Des avertissements répétés ignorés avant le gel des fonds

La gouvernance financière de l’Afrique du Sud est entrée dans une phase de coercition institutionnelle au début du mois de juillet 2026, actant l’échec de décennies d’assistance technique et de rappels à l’ordre indulgents.

Le 7 juillet 2026, le Trésor national a publié une directive officielle annonçant la suspension temporaire des transferts de la part équitable prévus pour juillet 2026, ciblant 69 municipalités réparties à travers les neuf provinces du pays. Cette décision drastique a fait l’objet d’un point de presse détaillé le 8 juillet 2026, dirigé par le sous-ministre des Finances, M. Ashor Sarupen.
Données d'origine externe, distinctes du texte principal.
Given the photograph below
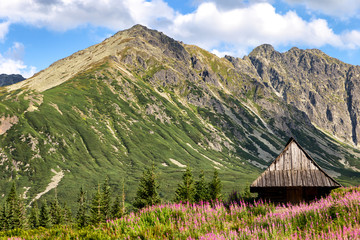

Le Trésor a justifié cette action en s’appuyant formellement sur la section 216(2) de la Constitution de la République d’Afrique du Sud et la section 38 de la loi sur la gestion des finances municipales (MFMA) de 2003. La suspension de ces fonds — qui représentent approximativement 13,5 milliards de rands sur une enveloppe globale de 100 milliards allouée aux gouvernements locaux pour l’année — n’a pas été appliquée sans préavis. Des correspondances officielles d’avertissement avaient été transmises fin juin à 99 municipalités, dont 30 ont réagi à temps en soumettant des preuves de conformité, évitant ainsi la sanction.

Le comité du portefeuille sur la Gouvernance coopérative et les Affaires traditionnelles (COGTA) de l’Assemblée nationale, présidé par le Dr Zweli Mkhize, a immédiatement et publiquement soutenu la décision du Trésor national le 7 juillet. Le comité a souligné que cette mesure confirme la gravité des défis de gestion financière observés lors des visites de contrôle parlementaire, appelant les municipalités affectées à se conformer d’urgence aux conditions du Trésor.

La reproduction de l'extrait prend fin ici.